Hedda Gabler as a Social Parable
It has been much debated that Hedda Gabler is drama focused on an individual psyche. It is merely a character study and boasts no claim to present social theme. If we have an analysis of the play, we would be able to find out that Ibsen has successfully corresponded with the popular social issues of his times in the texture of the story.
In the very beginning of the play, Hedda is commented on by Miss Tesman saying, "What a life she had in General Gabler's days!". The whole of the Victorian aristocracy is taken into account by Ibsen in exposing the character of Hedda. She makes sarcastic remarks at her first appearance. She objects to the new hat of Aunt Juju and later passes snobbish remarks on hand-made slippers presented to Tesman.  She seems to abhor everything associated with Tesman, including his relations and the class to which he belongs. She demands the finest for her.
Hedda's decision to get married to Tesman is nothing but to secure her age, and to avoid material decline as General Gabler left nothing significant after his death. She confessed to Judge,  " I really had danced myself out, Judge.My time was up". Her confession with the phrase that her time was up offers social values as women must marry as they are not venerated as spinsters.
She only decides to marry Tesman in hope that he would make his mark and earn the luxuries she had been born with, but in spite of having a happy time with true sense of love, she gets 'trapped in the marriage of convenience'. She even reacts at the idea of becoming a mother, as she hates to gain weight and lose her lovely womanly figure. She expresses the fear of becoming a mother saying, "I have no talent for such things, Judge. I won't have responsibilities" Through the persona of Hedda, the hypocrisies of the upper societies are meant to be exposed and Ibsen did his best.
She seeks to push her husband, a scholarly figure, into politics, as she would be able to raise her social status and allow herself to have "Power" over others. Role of power in the nineteenth century was an attribute of men, and women were submissive, static, passive and pure. She plays with her guns, rides and manipulate the live of the people as the men of status used to do in those days. The society of Hedda displays tolerance of her masculine behavior in the age when it seemed most inappropriate.
Her attitude of confining the act of suicide as " Beautiful" is equally significant. She convinces Loevberg to attempt suicide, but it must be done beautifully. He shoots himself in the stomach in a brothel, not as beautiful as she intended. She even puts an end to her life beautifully as she had fantasized.

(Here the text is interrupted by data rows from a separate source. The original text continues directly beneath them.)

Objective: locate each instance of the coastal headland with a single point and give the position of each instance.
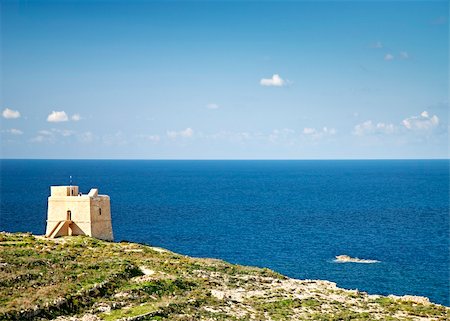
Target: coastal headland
(82, 278)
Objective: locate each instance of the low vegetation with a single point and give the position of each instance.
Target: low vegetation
(81, 278)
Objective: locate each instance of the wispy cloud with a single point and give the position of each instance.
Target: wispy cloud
(404, 55)
(57, 116)
(377, 45)
(442, 20)
(13, 131)
(285, 135)
(212, 106)
(151, 138)
(370, 128)
(10, 114)
(186, 133)
(76, 117)
(421, 122)
(275, 81)
(388, 57)
(319, 132)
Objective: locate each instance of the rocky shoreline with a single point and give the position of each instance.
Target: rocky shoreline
(80, 278)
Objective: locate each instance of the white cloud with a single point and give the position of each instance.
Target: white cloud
(13, 131)
(45, 133)
(377, 45)
(309, 131)
(86, 137)
(282, 135)
(76, 117)
(38, 139)
(422, 122)
(370, 128)
(318, 133)
(57, 116)
(212, 106)
(187, 133)
(10, 114)
(63, 132)
(153, 138)
(275, 81)
(404, 55)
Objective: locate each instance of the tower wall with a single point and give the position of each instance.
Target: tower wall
(78, 215)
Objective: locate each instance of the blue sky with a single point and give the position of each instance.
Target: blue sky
(224, 80)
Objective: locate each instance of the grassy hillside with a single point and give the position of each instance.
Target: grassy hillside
(82, 278)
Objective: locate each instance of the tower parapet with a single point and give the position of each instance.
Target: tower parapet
(72, 213)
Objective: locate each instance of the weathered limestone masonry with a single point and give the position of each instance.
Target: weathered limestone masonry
(73, 213)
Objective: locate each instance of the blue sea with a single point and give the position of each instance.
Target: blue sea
(291, 216)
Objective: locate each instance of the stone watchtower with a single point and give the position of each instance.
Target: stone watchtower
(71, 213)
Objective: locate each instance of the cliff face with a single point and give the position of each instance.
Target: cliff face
(80, 278)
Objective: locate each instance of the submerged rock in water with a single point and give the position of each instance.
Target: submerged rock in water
(349, 259)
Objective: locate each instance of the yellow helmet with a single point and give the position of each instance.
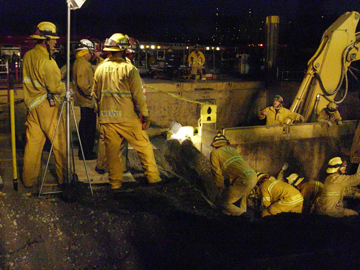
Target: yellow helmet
(219, 140)
(45, 30)
(334, 165)
(117, 43)
(279, 98)
(261, 177)
(294, 179)
(332, 107)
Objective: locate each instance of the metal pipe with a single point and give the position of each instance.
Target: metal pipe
(12, 126)
(67, 98)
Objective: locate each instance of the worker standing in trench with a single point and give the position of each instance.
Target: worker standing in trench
(233, 176)
(118, 93)
(278, 115)
(83, 78)
(331, 199)
(42, 96)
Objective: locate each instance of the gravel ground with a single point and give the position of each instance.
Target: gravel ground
(170, 226)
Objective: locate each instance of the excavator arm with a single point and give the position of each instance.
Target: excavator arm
(328, 68)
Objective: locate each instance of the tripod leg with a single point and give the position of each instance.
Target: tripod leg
(51, 148)
(82, 151)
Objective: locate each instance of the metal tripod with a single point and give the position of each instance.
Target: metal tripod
(72, 5)
(71, 177)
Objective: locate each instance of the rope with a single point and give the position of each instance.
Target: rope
(178, 96)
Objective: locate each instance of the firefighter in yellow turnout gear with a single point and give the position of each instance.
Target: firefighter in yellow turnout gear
(83, 80)
(233, 176)
(277, 114)
(309, 190)
(277, 196)
(42, 90)
(118, 92)
(196, 61)
(330, 115)
(330, 201)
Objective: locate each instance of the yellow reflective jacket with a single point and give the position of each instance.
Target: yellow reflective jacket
(40, 76)
(330, 202)
(280, 117)
(227, 164)
(272, 191)
(324, 116)
(310, 191)
(83, 81)
(118, 91)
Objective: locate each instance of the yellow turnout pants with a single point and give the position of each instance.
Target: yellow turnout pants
(40, 123)
(131, 131)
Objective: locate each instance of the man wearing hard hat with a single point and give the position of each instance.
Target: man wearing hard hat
(83, 80)
(330, 201)
(196, 61)
(277, 114)
(118, 92)
(233, 176)
(310, 190)
(330, 115)
(42, 90)
(277, 196)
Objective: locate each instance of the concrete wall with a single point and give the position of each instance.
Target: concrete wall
(233, 100)
(306, 147)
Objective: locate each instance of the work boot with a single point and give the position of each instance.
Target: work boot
(100, 171)
(115, 184)
(88, 156)
(155, 181)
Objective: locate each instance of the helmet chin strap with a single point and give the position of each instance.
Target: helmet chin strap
(48, 47)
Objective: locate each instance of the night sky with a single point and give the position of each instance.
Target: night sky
(150, 19)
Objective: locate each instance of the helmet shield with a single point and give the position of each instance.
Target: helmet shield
(45, 30)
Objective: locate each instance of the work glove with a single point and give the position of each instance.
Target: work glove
(145, 122)
(285, 166)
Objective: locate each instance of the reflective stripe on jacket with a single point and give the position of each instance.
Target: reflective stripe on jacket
(330, 202)
(226, 163)
(118, 91)
(272, 191)
(40, 75)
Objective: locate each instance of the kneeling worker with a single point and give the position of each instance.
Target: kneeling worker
(277, 196)
(330, 201)
(233, 176)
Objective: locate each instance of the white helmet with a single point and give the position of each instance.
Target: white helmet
(334, 165)
(294, 179)
(85, 44)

Her conversation with Thea also shows the social morals values of the time. When she learns that Thea  has left her husband to search Loevberg, she disapproves saying, "but my dearest girl, that you could dare to do such a thing!". Her resentment was about disparaging social values for one's own choice. Even the suicide at the end of the play is an attempt to escape the scandal that might expose her character. Judge Brack warns her after the death of Loevberg that if the counsel were to discover that the pistol was hers, there would be a scandal. "a scandal, yes—the kind you're so deathly afraid of". She comprehends the message of blackmailing by Brack  and realizes that she is no longer free. She fears the scandal and the disobedience with the society gender's role lead her to kill herself, to free herself. She contributes to her own end and the root of her compliance with her decision is her former life and affairs.
The title of the play also refers to the theme of the play symbolically. It refers to the name of Hedda in her formal self, Hedda Gabler, the daughter of General Gabler. The play is about her aristocratic self and her inability to accommodate in bourgeois life in to which she is married. Ibsen tries to show importance of her social class by employing her maiden name. Hedda prefers to be identified as the daughter of General Gabler rather than the wife of George Tesman. She, in the course of the play, detects the life style of her husband and his class and remained clung to her honourable past.

Considering the different aspects of the social parables, it can be argued that the theme of Hedda Gabler centers on social issues.